Relationship between print and manuscript was a long divorce, but never finalized for the Jews

In his Print, Manuscript, and the Search for Order, David McKitterick characterizes the relationship between print and manuscript in the early modern period as a long divorce. For Jews, one might posit that the divorce was never finalized: The composition of texts in manuscript never disappeared from Jewish culture. The writing of a Torah scroll, the composition of a mezuzah, and other such sacred objects continues uninterrupted. Even beyond these basic ritual functions, manuscript writing continued to play a crucial role in Jewish societies for centuries after the invention of printing, and manuscripts continue to exist in persistent tension with printed books.
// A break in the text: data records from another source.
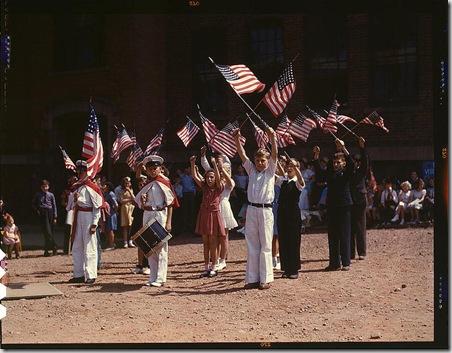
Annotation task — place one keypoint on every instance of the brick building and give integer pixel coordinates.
(150, 70)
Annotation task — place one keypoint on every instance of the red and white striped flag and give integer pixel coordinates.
(68, 163)
(136, 154)
(375, 119)
(92, 148)
(345, 119)
(322, 121)
(241, 78)
(301, 127)
(279, 95)
(330, 123)
(122, 142)
(154, 143)
(261, 137)
(188, 132)
(283, 136)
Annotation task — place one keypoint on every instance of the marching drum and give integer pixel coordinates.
(151, 237)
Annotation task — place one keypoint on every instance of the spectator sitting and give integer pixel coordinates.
(405, 198)
(11, 236)
(388, 202)
(418, 196)
(429, 201)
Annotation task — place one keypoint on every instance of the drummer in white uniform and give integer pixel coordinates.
(157, 199)
(87, 200)
(224, 165)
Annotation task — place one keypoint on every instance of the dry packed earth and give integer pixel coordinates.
(387, 297)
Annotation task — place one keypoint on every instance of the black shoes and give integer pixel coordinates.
(77, 280)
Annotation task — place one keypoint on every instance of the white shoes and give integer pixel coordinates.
(154, 284)
(137, 270)
(241, 230)
(221, 265)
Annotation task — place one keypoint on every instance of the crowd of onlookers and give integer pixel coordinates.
(390, 202)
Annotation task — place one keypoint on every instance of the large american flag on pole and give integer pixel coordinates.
(260, 135)
(122, 142)
(92, 148)
(375, 119)
(301, 127)
(283, 137)
(241, 78)
(68, 163)
(136, 154)
(279, 95)
(188, 132)
(154, 143)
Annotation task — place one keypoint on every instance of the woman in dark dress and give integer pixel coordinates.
(289, 219)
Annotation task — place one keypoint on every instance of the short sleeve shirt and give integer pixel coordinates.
(261, 184)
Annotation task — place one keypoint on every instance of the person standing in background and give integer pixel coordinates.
(45, 206)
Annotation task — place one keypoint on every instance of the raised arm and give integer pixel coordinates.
(227, 178)
(217, 173)
(204, 162)
(272, 137)
(240, 149)
(194, 174)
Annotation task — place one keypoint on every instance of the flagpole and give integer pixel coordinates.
(345, 127)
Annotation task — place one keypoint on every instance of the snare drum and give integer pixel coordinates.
(151, 237)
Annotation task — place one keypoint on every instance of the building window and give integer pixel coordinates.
(266, 49)
(209, 85)
(79, 42)
(394, 59)
(326, 64)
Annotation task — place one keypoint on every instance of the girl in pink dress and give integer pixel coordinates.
(11, 236)
(210, 222)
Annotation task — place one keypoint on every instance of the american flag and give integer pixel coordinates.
(279, 95)
(135, 155)
(261, 137)
(220, 141)
(344, 119)
(331, 121)
(241, 78)
(322, 121)
(68, 163)
(122, 142)
(375, 119)
(283, 136)
(301, 127)
(92, 148)
(154, 143)
(188, 132)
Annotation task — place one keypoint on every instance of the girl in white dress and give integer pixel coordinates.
(405, 197)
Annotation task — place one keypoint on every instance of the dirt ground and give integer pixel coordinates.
(387, 297)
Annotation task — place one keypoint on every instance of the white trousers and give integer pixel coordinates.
(259, 236)
(158, 263)
(84, 248)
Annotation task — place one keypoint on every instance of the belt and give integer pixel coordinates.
(151, 208)
(260, 205)
(85, 209)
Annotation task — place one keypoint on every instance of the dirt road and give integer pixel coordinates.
(387, 297)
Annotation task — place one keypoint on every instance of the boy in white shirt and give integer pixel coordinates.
(259, 217)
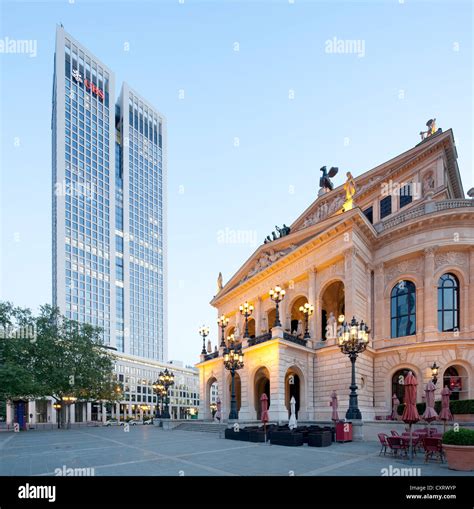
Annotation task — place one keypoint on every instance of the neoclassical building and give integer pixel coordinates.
(400, 257)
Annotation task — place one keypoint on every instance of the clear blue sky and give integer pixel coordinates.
(417, 64)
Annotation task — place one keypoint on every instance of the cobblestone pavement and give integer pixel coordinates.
(148, 450)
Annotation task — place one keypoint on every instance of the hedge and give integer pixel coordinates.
(464, 406)
(463, 436)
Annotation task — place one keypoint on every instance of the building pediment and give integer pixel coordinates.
(270, 256)
(330, 203)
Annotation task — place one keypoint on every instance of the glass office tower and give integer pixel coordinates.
(109, 187)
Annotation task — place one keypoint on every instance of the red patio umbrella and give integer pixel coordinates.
(264, 413)
(445, 414)
(395, 403)
(334, 416)
(410, 413)
(430, 413)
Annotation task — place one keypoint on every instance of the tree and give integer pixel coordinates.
(65, 360)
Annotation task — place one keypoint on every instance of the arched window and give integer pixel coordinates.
(403, 309)
(448, 303)
(398, 386)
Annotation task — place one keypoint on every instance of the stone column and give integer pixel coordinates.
(349, 284)
(381, 320)
(32, 411)
(277, 411)
(312, 300)
(258, 316)
(468, 317)
(429, 294)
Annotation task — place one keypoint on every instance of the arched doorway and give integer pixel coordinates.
(271, 314)
(211, 396)
(297, 317)
(398, 387)
(455, 378)
(251, 326)
(238, 390)
(332, 305)
(293, 388)
(261, 385)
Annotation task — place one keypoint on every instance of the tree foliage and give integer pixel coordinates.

One could write an entire work on manuscript culture among early modern Jewry along the lines of Brian Richardson’s recent study. Such a book would unearth a range of intellectual activities that have either been studied in isolation from one another or not studied at all. Here, too, the history of the Shulhan ‘arukh proves particularly instructive. In his discussion of the Ashkenazic tradition of glossing the Shulhan ‘arukh, Elchanan Reiner concluded: “The Ashkenazi halakhic book at the beginning of the modern era retained certain features inherited from the medieval scribal tradition of knowledge transmission. In certain respects it was a kind of printed manuscript, that is, a text which, in the way it took shape, rejected the new communicative values of print culture and created a text with esoteric components, thus protecting its elitist position.” Reiner’s concept of a “printed manuscript” neatly dissolves the distinction between print and manuscript so beloved by historians fixated on rupture. It should also serve as the point of departure for the study of several aspects of early modern Jewish culture: the spread of kabbalistic books, the development of Jewish reference works, the study of marginal annotations, and the history of collections to name only a few.

Yaacob Dweck, “What is a Jewish Book?”, AJS Review 34:2 (November 2010), 371-372.